I agree. Good point.


----------



## HealzDevo (Nov 6, 2005)

I have to counter you there and say that it is possible that the Germans may just have been able to effect a breakthrough. Don't forget that they had been investigating all sorts of things such as storm-troopers to storm the Allied Lines. A lot of those well equipped and the Allies could have been in trouble. WW1 was not about resources, it is also about the breaking point of those on the front-line. If the US hadn't joined in, I think the Germans could very well have reinforced their hand at the bargaining table with a very great victory. Don't forget that the British and French had been fighting since 1914-1918 so it would have been getting to the stage where some soldiers may have been thinking: 'What's the use in killing them, there's always more seeming to come.' Also Britain had its hands partially tied holding Northern Island down. If the USA hadn't come in you can bet the Germans would have planned an uprising and I do think I recall one in 1918 but I can't remember the dates. This would have tied up British troops closer to home as the British population would have viewed this as more of a threat, it being right on their doorstep virtually.


----------



## plan_D (Nov 6, 2005)

That's not a very good counter. The storm-troops weren't fast enough to enact a breakthrough. They came in before the attack to disrupt the Allied lines, but they're still men on foot. Not fast enough. 

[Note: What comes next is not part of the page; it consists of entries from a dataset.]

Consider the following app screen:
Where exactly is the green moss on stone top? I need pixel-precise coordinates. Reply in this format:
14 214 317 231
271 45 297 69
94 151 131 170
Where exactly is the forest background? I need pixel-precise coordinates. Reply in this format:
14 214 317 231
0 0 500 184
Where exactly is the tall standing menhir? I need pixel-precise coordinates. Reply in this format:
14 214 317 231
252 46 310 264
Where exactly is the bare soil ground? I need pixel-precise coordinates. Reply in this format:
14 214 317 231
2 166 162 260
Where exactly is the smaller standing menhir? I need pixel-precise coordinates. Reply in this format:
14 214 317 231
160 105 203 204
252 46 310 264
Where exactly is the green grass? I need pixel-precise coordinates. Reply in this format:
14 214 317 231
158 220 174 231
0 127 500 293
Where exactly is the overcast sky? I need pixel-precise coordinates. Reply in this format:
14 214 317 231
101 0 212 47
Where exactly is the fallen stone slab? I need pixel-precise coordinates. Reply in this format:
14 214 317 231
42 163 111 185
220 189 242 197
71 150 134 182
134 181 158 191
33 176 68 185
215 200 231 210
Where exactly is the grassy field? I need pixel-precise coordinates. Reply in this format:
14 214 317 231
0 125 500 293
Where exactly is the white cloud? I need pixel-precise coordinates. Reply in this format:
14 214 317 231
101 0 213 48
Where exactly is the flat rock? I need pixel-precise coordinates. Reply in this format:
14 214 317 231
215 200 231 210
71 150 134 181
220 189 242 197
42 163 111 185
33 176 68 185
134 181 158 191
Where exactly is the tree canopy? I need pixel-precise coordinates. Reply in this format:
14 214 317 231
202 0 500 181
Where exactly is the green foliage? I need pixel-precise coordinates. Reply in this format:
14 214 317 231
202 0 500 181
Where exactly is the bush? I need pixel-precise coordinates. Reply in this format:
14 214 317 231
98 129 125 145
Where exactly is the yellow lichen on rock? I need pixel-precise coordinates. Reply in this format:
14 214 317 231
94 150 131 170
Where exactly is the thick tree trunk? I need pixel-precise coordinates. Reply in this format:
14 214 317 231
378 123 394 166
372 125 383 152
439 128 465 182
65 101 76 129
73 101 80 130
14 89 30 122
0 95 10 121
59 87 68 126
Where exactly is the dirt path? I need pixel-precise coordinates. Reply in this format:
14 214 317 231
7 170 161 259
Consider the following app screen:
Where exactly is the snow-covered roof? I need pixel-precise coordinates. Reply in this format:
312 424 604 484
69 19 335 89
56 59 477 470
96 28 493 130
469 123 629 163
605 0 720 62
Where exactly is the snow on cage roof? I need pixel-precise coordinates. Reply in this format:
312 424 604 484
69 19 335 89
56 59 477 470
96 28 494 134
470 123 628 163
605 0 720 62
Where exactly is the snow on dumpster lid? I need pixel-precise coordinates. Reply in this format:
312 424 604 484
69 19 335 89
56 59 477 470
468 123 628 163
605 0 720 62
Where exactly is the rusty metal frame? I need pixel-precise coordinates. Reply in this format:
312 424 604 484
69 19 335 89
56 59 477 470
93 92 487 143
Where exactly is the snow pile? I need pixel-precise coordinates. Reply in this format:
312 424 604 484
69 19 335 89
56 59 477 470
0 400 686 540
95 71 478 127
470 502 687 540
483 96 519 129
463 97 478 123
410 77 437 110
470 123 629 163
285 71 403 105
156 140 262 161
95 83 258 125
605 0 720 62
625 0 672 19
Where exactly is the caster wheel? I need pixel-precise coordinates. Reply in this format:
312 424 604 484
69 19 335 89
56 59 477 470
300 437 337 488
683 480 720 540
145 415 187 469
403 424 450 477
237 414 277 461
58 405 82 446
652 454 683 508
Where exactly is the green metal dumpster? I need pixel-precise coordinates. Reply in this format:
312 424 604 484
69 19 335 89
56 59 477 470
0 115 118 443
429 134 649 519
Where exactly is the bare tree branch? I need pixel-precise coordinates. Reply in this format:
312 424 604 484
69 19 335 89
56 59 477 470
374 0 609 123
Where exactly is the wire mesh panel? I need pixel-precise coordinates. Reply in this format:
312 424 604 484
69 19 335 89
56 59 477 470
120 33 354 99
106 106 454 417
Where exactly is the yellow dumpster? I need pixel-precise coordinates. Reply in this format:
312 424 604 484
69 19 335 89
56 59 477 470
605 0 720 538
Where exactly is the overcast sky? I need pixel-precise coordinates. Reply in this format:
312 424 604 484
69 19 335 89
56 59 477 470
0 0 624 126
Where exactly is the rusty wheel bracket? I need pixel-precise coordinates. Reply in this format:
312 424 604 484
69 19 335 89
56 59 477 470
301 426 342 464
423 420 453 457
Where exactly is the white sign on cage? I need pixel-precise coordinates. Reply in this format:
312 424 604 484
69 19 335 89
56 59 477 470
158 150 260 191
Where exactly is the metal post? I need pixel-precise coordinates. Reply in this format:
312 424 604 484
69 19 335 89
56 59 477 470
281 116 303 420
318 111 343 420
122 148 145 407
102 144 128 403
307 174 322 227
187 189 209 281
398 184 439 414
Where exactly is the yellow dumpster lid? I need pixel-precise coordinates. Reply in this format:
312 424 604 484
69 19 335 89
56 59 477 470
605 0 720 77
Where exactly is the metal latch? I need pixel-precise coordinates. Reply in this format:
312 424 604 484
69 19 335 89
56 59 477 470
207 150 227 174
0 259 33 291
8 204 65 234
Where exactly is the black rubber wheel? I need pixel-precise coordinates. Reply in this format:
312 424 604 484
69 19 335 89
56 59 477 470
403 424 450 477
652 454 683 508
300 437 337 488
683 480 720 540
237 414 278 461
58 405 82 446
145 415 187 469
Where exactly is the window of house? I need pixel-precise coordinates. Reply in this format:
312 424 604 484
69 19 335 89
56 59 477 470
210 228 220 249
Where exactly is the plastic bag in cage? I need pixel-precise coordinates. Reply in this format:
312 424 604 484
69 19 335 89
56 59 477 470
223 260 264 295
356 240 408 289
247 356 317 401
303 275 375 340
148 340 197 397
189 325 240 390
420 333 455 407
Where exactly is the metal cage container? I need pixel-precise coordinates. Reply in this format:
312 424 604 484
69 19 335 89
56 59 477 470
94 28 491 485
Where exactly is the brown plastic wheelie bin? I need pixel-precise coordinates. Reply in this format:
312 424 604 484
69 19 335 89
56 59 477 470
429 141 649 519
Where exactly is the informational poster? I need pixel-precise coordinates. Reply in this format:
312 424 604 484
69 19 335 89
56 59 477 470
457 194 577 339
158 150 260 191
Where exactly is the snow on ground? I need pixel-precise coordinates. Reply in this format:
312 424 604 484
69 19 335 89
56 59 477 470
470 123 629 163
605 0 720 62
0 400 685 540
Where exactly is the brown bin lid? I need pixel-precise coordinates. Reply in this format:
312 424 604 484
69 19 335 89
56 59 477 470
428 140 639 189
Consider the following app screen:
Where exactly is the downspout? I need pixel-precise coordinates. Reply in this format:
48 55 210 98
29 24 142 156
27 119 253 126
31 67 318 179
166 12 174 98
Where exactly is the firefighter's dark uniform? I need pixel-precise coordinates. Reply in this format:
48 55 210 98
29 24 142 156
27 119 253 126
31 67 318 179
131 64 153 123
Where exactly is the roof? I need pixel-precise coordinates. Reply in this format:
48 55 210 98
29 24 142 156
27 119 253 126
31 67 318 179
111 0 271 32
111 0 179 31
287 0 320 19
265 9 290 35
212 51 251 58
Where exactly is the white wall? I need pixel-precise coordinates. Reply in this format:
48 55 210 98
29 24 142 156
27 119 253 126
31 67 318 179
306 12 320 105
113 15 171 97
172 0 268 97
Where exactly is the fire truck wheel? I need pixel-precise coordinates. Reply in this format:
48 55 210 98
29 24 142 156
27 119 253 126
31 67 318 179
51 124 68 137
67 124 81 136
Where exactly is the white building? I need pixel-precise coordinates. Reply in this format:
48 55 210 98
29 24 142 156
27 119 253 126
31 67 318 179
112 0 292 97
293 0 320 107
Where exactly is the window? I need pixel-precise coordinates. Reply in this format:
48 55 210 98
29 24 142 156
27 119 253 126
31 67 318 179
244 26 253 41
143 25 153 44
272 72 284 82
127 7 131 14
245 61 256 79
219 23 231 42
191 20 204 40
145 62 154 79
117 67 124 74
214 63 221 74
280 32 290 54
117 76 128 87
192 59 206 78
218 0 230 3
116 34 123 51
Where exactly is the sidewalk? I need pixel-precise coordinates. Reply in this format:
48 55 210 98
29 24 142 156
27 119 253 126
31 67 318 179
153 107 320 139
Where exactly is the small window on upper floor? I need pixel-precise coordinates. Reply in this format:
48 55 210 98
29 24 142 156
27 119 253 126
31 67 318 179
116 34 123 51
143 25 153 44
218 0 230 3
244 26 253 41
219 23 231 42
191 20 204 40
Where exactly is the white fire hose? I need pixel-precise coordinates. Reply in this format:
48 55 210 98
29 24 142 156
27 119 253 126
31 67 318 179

Ireland had a few problems during World War I that were quelled by the home units. And Germany had been fighting from the start too, they weren't fresh, they were tired. World War I was just as much about resources as any other, if not more about resources.


----------



## carpenoctem1689 (Nov 21, 2005)

Sure it was about resources, but Morale was a big factor too. The french were very low on morale, as were the british. The germans too were, but were happy that the russians had pulled out. If the germans, with the lack of american assistance factored in, attacked with troops from the east under massed artillery like before, after launching gas attacks on the other far end of the front, they could have broken in deep through the allied lines, giving the german people and soldiers a very big boost in morale, helping the common man on the street, and helping the economy back on its feet. The germans, though beaten in the air for the most part, had some good aircraft in theyre midst, and if concentrated, could have acheived superiority above theyre offensive battlefield, if only for a short time, also giving the ground troops more morale boosting, because airmen were greatly glorified. The germans could have pushed in deep, and negotiated peace easily if it had gone down that way.


----------



## plan_D (Nov 26, 2005)

Morale doesn't build an industry in a day. And the massing of everything achieves success ...like it did so all the four years beforehand, right?


----------